- Music: Culture Clash
- Lyrics: Culture Clash
- Basis: Zorro

= Zorro in Hell =

Zorro in Hell is a satiric play by Richard Montoya, Ric Salinas and Herbert Siguenza, collectively known as Culture Clash. It is a profile of the legendary hero Zorro from a Latino viewpoint.

The play had its initial productions at Berkeley Repertory Theatre and the La Jolla Playhouse in 2006. It then ran at the Ricardo Montalbán Theatre in Hollywood from July 11 - August 19, 2007.

== Characters ==

- Nameless writer
- Don Ringo the first Chicano
- Kyle the Therapist Bear
- Whiskey Pete the desperado
- Austrian governor
- 200-year-old woman

== Reception ==
Bob Verini of Variety said the play "is overlong and not as consistently funny as it wants to be, largely because of the troupe's habit of site-specific name-dropping as a substitute for wit."

Tony Taccone, artistic director of the Berkeley Repertory Theatre described Zorro in Hell as a "bold piece of agitational propaganda" in a world capable of change. Taccone also analyzed the protagonist's humanity and role as a professional Fool.

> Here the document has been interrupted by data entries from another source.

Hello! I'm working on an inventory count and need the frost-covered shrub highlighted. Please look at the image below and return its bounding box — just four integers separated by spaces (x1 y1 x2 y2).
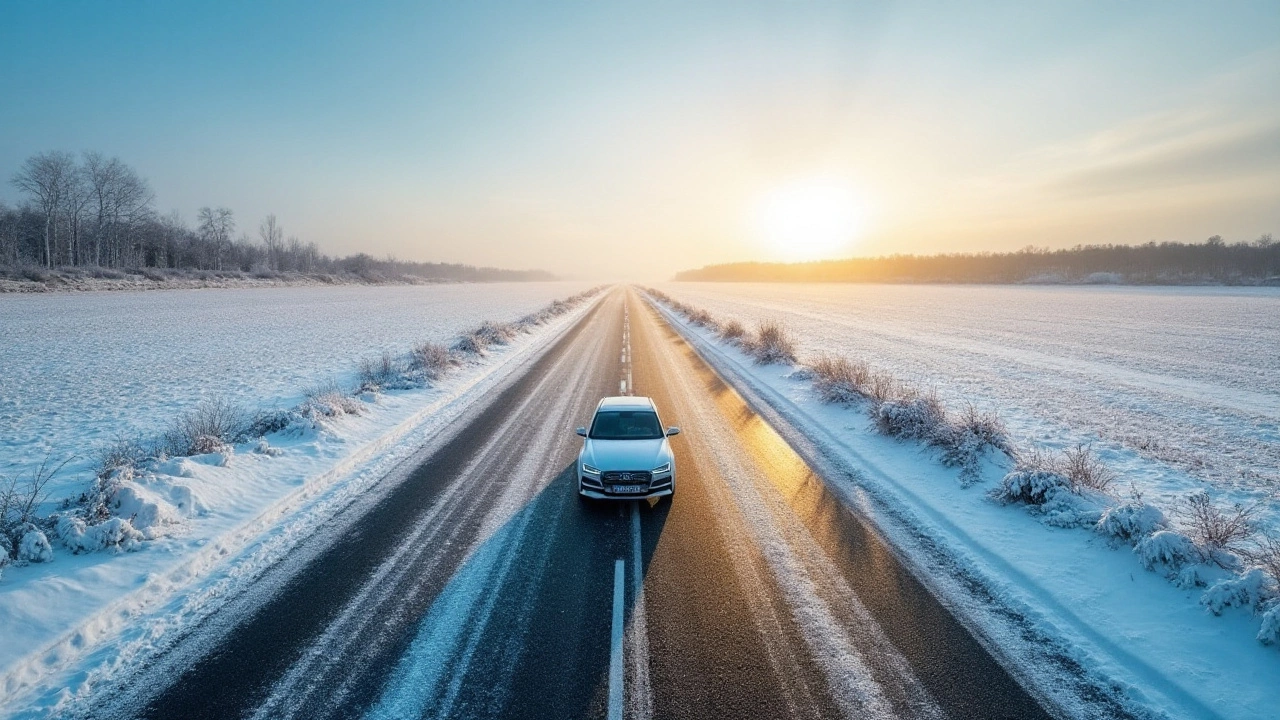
244 410 295 437
1179 492 1257 566
1244 533 1280 584
719 320 746 343
410 342 458 380
744 320 796 365
1039 491 1106 528
17 523 54 562
1174 565 1204 591
689 307 716 329
307 380 365 418
1201 568 1275 615
865 370 901 405
1258 602 1280 644
360 351 401 392
1060 445 1115 492
876 393 947 441
951 402 1010 452
1097 500 1169 542
452 334 489 356
93 434 154 478
253 438 284 457
1133 530 1201 570
992 468 1071 505
810 355 872 402
163 397 251 455
58 515 142 553
929 404 1010 482
471 320 516 345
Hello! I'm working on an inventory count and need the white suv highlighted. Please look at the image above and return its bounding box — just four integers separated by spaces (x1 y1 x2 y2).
577 397 680 500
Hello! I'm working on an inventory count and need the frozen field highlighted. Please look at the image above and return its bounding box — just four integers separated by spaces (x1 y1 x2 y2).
660 283 1280 521
0 283 588 482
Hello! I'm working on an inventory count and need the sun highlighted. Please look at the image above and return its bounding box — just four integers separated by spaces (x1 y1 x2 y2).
755 182 864 263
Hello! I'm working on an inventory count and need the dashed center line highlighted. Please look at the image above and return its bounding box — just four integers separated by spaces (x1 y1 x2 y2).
609 557 626 720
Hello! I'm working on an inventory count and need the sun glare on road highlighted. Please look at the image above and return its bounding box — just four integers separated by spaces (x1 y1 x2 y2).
755 181 864 261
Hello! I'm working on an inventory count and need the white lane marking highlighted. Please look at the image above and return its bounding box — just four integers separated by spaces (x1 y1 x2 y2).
609 557 625 720
627 501 653 720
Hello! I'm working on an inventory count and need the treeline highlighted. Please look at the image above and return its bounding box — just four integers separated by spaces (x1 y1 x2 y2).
676 234 1280 284
0 151 553 281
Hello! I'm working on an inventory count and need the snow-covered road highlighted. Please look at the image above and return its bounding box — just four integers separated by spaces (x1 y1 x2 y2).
660 283 1280 529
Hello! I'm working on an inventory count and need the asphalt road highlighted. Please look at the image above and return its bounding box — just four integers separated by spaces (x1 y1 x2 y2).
102 290 1048 719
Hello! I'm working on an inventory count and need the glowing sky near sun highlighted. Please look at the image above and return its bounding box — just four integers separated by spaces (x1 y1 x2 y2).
0 0 1280 278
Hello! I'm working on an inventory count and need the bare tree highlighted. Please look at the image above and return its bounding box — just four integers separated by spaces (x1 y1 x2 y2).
84 152 155 266
13 150 76 268
257 213 284 270
196 205 236 270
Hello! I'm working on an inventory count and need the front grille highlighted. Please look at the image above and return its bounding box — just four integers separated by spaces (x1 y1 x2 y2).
603 470 650 486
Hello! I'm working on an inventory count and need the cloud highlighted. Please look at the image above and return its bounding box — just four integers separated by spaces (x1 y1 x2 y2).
1046 118 1280 197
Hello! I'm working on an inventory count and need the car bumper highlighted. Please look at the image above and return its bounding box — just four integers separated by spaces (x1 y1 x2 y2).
577 475 676 500
577 486 673 500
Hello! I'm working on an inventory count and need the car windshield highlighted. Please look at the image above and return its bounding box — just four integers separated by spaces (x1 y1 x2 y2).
591 410 664 439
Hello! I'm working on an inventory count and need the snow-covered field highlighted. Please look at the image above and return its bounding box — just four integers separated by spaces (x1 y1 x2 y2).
659 283 1280 530
0 283 591 716
650 284 1280 720
0 283 588 495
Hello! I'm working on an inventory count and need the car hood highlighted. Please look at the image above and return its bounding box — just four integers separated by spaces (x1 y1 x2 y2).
582 438 671 470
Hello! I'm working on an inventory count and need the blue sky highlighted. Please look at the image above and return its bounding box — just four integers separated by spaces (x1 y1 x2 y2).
0 0 1280 277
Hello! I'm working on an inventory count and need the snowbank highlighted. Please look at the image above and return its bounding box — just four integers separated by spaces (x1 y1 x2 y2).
0 283 604 714
645 288 1280 719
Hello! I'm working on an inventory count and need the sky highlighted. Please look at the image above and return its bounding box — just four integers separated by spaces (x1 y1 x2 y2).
0 0 1280 279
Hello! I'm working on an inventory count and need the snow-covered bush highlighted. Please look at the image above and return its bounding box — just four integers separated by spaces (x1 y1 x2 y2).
471 320 516 345
410 342 458 380
1179 492 1257 568
810 355 872 402
1201 568 1276 615
253 438 284 457
1244 533 1280 584
1258 602 1280 644
951 402 1010 452
161 397 251 455
742 320 796 365
307 380 365 418
876 392 947 441
992 466 1071 505
719 320 746 345
452 334 489 356
1059 445 1115 493
58 515 142 553
689 307 717 329
928 404 1009 483
93 434 155 478
865 370 902 405
1133 530 1201 570
357 351 404 392
17 523 54 562
244 410 295 437
0 457 70 569
1097 500 1169 542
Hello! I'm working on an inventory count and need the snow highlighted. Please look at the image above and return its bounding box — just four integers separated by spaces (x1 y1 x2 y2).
658 283 1280 533
650 294 1280 719
0 283 590 716
0 283 588 497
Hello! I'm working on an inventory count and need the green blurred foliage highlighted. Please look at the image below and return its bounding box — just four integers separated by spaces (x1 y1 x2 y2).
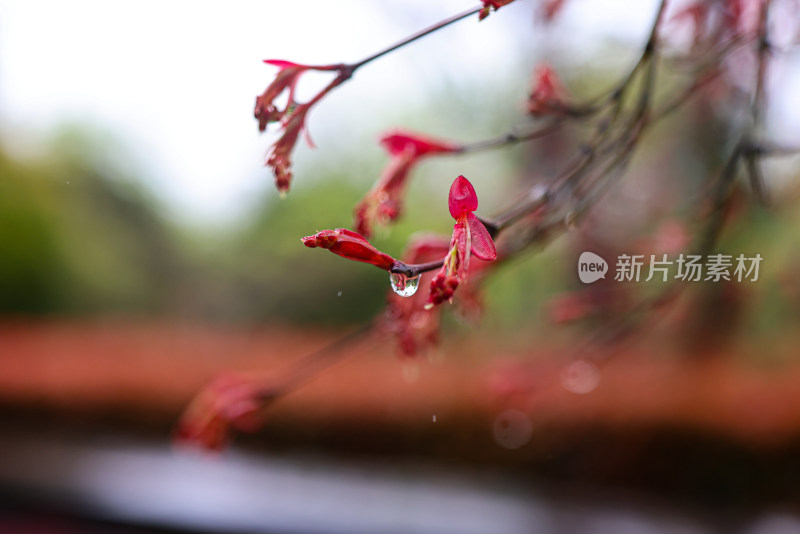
0 129 186 316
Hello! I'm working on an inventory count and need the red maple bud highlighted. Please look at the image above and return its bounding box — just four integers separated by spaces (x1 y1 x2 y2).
478 0 514 20
265 104 308 194
254 59 339 194
175 375 267 451
354 131 460 236
528 63 567 117
301 228 395 271
425 176 497 308
382 235 450 356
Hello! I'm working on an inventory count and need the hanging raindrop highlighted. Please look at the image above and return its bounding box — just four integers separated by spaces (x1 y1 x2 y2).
389 273 419 297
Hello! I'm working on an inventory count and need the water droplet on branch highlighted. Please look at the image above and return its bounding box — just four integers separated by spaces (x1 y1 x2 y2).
389 273 419 297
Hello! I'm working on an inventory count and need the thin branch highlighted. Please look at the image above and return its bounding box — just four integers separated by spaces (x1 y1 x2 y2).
345 6 483 73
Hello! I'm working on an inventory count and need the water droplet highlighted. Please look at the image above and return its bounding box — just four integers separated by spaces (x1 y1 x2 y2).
492 410 533 449
389 273 419 297
561 360 600 395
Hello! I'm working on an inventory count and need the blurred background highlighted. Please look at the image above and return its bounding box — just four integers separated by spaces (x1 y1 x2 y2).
0 0 800 534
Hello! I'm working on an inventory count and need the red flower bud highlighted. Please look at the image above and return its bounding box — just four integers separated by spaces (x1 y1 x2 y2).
354 131 459 236
425 176 497 308
478 0 514 20
528 64 567 116
175 375 268 451
301 228 395 271
254 59 339 194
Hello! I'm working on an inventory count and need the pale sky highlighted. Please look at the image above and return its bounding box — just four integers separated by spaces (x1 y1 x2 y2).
0 0 792 221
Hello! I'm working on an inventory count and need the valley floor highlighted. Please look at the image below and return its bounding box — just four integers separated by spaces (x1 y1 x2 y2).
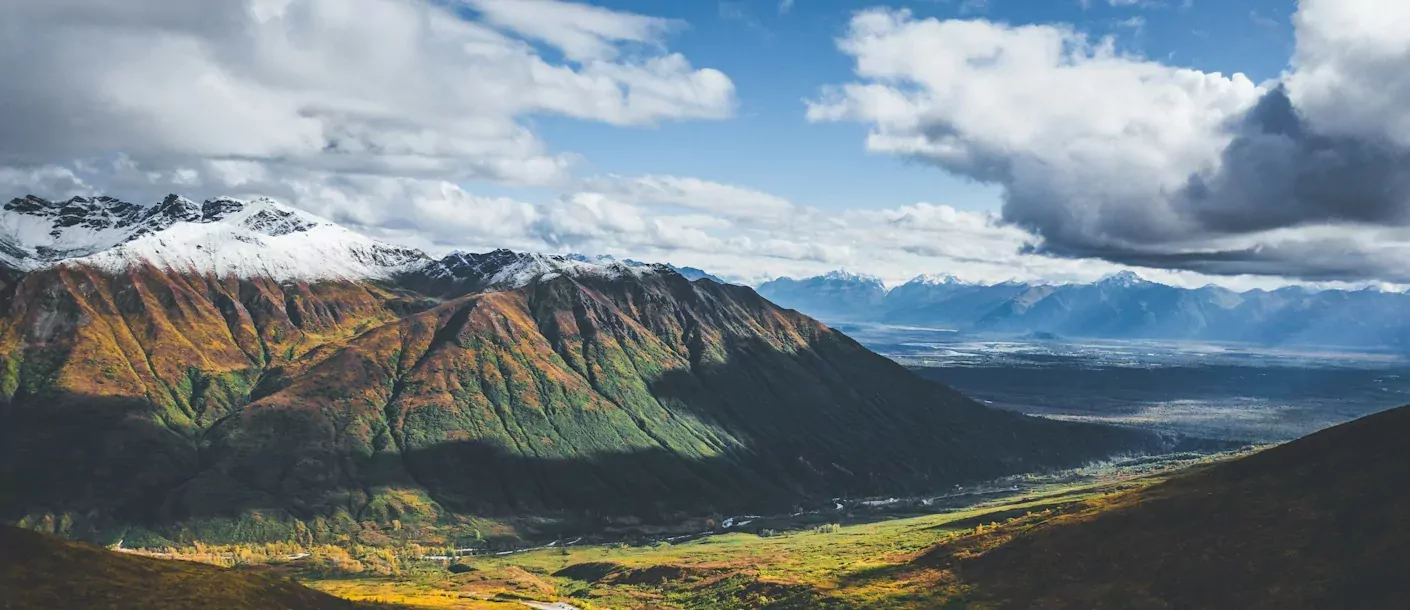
265 447 1246 610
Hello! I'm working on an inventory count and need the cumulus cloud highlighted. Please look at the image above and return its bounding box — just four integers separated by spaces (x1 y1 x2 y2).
0 0 733 185
584 176 798 218
808 0 1410 280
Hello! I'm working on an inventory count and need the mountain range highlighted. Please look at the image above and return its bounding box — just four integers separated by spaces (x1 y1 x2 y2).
0 196 1172 544
759 270 1410 349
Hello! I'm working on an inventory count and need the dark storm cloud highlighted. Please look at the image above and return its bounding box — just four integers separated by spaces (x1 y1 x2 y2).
1004 86 1410 282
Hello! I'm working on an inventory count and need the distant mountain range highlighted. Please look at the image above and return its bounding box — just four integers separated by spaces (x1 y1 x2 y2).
0 196 1167 544
759 270 1410 349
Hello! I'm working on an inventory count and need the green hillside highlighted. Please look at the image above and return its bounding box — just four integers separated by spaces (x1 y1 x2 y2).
936 407 1410 609
0 266 1163 544
0 527 391 610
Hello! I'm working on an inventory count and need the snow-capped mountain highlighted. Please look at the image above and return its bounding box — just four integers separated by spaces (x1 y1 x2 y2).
417 249 668 293
757 270 885 320
567 254 730 283
0 194 713 285
759 270 1410 349
0 194 429 280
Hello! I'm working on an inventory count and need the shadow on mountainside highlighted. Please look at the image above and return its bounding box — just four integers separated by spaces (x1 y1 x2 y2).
0 328 1167 537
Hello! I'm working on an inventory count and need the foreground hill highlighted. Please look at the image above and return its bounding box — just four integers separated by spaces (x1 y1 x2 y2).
0 197 1165 540
919 407 1410 609
0 525 391 610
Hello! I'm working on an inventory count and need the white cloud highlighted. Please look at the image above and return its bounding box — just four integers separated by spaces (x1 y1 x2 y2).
584 176 795 218
0 0 733 185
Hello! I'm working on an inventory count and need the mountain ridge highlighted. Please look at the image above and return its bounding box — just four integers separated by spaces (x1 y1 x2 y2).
759 270 1410 349
0 188 1156 544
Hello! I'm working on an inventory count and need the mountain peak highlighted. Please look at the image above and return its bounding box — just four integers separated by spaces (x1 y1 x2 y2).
819 269 881 283
908 273 969 286
0 194 426 280
1097 269 1152 287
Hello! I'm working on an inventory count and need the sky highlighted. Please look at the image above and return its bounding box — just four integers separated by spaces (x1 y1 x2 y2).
0 0 1410 287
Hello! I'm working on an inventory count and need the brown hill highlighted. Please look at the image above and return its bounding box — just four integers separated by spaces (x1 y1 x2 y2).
919 407 1410 609
0 252 1162 540
0 525 391 610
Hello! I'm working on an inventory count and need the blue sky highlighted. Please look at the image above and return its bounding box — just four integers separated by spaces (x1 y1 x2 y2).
507 0 1296 210
11 0 1410 287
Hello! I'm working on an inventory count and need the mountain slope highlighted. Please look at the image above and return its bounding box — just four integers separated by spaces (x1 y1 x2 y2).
183 273 1155 524
922 407 1410 609
0 191 1165 540
0 525 391 610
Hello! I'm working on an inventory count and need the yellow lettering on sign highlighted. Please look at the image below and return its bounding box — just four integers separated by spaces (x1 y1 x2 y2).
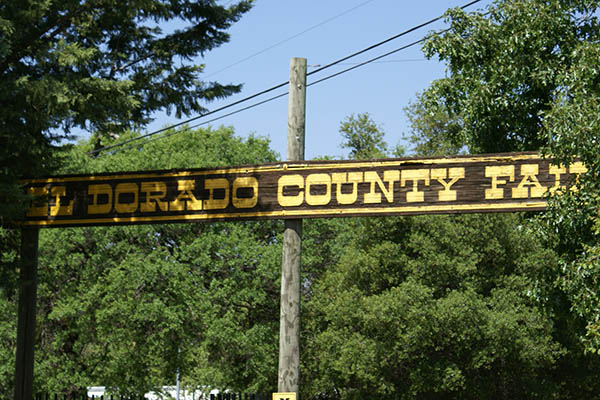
88 183 112 214
277 175 304 207
169 179 202 211
204 178 229 210
273 392 296 400
485 165 515 200
27 187 48 217
549 165 567 194
115 183 138 214
400 169 429 203
331 172 363 204
50 186 73 217
140 182 169 212
232 177 258 208
304 174 331 206
569 161 587 190
431 167 465 201
512 164 546 199
364 170 400 204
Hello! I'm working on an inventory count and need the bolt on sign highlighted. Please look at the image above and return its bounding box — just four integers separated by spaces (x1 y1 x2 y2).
24 153 586 227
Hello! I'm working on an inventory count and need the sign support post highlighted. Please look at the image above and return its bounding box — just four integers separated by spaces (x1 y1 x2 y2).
277 58 306 393
14 227 39 400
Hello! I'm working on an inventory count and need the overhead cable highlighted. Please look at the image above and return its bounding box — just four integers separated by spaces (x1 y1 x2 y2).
87 0 481 155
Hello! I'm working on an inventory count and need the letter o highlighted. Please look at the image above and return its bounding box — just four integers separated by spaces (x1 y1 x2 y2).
231 176 258 208
277 175 304 207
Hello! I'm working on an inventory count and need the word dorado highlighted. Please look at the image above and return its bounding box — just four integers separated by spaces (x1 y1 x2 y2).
22 155 586 225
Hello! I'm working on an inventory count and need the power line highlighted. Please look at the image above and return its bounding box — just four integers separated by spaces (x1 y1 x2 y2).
204 0 375 79
87 0 481 155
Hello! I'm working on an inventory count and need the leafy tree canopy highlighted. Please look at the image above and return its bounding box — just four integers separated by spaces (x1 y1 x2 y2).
414 0 600 351
0 0 251 222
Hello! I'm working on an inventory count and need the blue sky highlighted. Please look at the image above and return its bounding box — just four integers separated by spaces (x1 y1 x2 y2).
149 0 491 159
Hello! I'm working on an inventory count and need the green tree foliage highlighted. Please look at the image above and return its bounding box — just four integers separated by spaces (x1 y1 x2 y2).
0 128 282 398
0 0 251 219
308 215 568 399
303 113 599 399
340 113 387 159
422 0 600 351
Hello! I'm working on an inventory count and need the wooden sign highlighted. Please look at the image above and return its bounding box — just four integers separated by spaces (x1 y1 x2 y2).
24 153 586 227
273 392 296 400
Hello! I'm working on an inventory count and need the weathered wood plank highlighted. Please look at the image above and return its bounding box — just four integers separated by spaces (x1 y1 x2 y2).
19 153 585 227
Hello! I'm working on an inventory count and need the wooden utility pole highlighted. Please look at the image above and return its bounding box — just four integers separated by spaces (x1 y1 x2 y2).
277 58 306 393
15 227 39 400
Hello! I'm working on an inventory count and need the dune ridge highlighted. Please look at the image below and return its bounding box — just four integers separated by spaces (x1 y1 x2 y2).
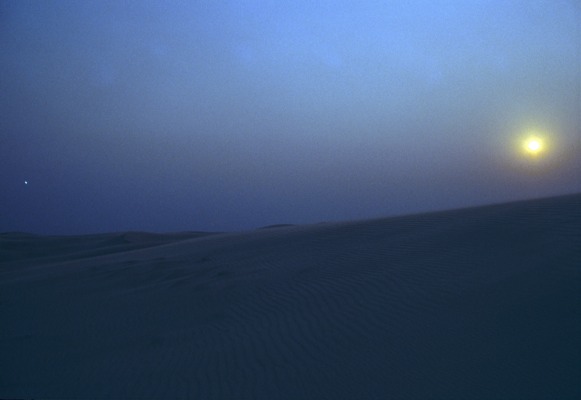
0 194 581 399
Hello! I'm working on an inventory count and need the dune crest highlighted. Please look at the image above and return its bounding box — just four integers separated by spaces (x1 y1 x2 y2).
0 195 581 399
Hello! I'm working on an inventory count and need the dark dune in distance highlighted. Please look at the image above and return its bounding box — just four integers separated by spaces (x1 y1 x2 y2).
0 194 581 399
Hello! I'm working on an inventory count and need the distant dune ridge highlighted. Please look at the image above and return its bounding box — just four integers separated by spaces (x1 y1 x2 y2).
0 194 581 399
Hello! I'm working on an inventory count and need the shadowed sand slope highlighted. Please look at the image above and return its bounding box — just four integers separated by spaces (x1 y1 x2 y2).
0 195 581 399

Anne Marie Welsh of the San Diego Union-Tribune discussed the play's development in California's political climate from 2003-2005. Welsh notes the potential tension caused by the 2003 election of Arnold Schwarzenegger as Governor of California and the 2005 election of Antonio Villaraigosa as the first Mexican American Mayor of Los Angeles in 130 years. According to Siguenza of Culture Clash, the play asks "Who is a terrorist and who is a hero? Who is a Californian?"

Karen D'Souza of the Knight Ridder Tribune critiqued the middle of the play for its overuse of pop references and racial stereotypes. D'Souza noted that the play "starts and ends so explosively, you almost forget that the center is a mess."